La vision humaine repose sur l’existence de quatre types de cellules sensorielles : les cônes R, les cônes V, les cônes B (perception colorée trichromatique rouge/vert/bleu) et les bâtonnets spécialisés dans la vision des tonalités de gris (luminosité) et de basse luminosité (scotopique). Dans le règne animal, la vision de l’homme est performante en termes de couleur, mais son acuité et l’aptitude à la vision nocturne restent moyennes comparées, par exemple, à celles des grands félins qui ont un pouvoir de discrimination bien supérieur alors que leur vision colorée est limitée dans une gamme de tons sépia. Plus surprenant, la vision humaine est incompétente dans l’ultraviolet (UV), alors que dans le monde des insectes, bon nombre d’espèces perçoivent des bandes spectrales UV, comme les abeilles communes, ce qui jouerait un rôle essentiel dans la pollinisation des fleurs. Même si la vision des couleurs est pour nous une aptitude familière, il reste encore beaucoup à découvrir sur son fonctionnement intime, et c’est en partie par la compréhension des anomalies de la vision des couleurs (dyschromatopsies) que s’est faite la progression dans ce domaine.

L’analyse colorimétrique de la dent naturelle est complexe car cette dernière constitue un corps hétérogène, semi-translucide et à surface convexe. La pulpe, la dentine et l’émail y forment des combinaisons de dégradés et de nombreux effets colorés. Les phénomènes optiques de transmission, d’absorption et de réflexions lumineuses qui s’y développent rendent difficiles l’évaluation de sa couleur et, par la suite, sa communication au laboratoire.

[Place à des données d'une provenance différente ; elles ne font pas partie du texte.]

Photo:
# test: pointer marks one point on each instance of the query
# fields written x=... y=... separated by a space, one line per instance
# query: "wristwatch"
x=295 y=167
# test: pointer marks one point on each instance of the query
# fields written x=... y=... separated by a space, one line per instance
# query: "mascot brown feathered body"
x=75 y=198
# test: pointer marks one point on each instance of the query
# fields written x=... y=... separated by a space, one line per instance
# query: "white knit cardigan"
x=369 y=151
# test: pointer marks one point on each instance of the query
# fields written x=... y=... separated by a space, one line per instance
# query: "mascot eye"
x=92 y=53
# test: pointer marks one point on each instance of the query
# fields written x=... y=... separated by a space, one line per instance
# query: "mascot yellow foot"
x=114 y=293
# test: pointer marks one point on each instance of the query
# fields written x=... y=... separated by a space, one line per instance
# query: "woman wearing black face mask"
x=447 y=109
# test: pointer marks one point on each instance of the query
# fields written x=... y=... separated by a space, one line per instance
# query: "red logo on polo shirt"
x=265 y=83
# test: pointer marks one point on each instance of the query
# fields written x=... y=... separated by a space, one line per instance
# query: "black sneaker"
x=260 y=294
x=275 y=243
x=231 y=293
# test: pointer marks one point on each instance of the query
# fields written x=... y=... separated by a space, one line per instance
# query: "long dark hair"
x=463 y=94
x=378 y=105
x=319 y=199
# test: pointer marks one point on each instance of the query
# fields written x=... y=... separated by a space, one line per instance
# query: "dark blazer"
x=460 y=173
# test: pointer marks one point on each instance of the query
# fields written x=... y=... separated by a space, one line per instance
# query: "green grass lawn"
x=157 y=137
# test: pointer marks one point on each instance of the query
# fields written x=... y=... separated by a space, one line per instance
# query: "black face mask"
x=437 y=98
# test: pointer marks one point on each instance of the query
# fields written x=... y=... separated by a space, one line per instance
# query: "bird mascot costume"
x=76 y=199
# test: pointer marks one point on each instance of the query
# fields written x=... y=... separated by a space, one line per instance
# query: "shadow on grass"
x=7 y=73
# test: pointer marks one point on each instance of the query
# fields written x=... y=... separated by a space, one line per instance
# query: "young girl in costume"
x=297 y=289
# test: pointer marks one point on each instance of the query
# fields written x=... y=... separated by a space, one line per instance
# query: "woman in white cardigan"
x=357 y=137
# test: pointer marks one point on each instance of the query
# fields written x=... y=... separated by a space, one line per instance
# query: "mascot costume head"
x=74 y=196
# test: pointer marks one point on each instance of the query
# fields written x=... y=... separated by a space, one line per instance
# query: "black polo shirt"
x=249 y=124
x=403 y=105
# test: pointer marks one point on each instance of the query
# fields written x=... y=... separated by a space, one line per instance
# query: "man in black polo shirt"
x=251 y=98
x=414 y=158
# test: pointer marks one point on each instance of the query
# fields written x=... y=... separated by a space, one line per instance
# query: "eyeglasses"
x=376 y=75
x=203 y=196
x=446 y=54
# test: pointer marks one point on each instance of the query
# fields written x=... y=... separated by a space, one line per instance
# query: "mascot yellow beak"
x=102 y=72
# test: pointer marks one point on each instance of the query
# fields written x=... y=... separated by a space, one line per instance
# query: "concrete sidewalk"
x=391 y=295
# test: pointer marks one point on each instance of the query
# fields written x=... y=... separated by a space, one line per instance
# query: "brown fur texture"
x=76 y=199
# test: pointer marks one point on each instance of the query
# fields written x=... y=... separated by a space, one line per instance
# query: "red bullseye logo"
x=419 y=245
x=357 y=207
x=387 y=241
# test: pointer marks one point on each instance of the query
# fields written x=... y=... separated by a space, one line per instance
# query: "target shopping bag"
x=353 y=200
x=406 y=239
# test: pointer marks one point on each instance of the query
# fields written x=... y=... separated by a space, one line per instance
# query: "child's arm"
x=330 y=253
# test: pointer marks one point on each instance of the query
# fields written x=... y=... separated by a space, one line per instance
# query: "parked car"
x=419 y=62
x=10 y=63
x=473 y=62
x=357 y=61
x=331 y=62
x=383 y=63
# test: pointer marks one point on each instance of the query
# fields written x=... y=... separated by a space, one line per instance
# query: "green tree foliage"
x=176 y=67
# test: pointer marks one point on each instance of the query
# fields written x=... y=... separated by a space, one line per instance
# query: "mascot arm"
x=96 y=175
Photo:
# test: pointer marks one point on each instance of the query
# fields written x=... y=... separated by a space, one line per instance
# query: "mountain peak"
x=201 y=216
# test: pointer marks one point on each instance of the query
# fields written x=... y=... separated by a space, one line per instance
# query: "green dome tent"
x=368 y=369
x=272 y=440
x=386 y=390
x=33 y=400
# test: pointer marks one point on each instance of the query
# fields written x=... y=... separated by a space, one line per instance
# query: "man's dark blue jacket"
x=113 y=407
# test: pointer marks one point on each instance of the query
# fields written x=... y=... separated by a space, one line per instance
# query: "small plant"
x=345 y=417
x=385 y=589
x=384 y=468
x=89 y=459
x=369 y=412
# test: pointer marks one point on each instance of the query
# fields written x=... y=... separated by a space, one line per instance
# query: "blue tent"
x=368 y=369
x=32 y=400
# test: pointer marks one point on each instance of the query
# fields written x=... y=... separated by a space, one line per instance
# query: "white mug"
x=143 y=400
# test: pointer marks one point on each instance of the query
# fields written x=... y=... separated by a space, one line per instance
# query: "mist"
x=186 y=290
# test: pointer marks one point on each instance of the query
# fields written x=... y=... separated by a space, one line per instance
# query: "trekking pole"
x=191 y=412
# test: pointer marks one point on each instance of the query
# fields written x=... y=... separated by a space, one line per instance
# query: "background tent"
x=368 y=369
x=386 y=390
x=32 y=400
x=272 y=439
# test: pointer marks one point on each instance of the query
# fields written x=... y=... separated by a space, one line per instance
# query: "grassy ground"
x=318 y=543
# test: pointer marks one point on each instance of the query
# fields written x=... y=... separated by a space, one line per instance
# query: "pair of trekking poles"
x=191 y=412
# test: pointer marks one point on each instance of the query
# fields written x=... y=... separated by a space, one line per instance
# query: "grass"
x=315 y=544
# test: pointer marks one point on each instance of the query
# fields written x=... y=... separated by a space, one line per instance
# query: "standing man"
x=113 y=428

Son choix n’intéresse d’ailleurs que peu les praticiens. Il est en effet surprenant de voir que la plupart des cabinets dentaires travaillent encore avec le teintier Vitapan® créé en 1956 (renommé Vitapan Classical® en 1995), alors qu’il existe depuis plusieurs années des systèmes innovants qui optimisent le choix visuel ou qui permettent une mesure instrumentale objective. Cependant, le plus grand défi reste la reproduction fidèle, en techniques restauratrices (composite ou céramique) de la couleur des dents naturelles, tant le nombre de variables intervenant sur le résultat final est important. Rappelons cependant que le succès reste toujours très dépendant de l’expérience et du sens artistique du praticien et du prothésiste.

Ce numéro « spécial couleur », mené par une jeune génération d’enseignants et de cliniciens passionnés, est une belle opportunité pour vous de confirmer ou de compléter vos connaissances.

La couleur dans sa détermination, sa transmission et sa reproduction, est un domaine en permanente évolution technologique.
Je vous souhaite une excellente lecture.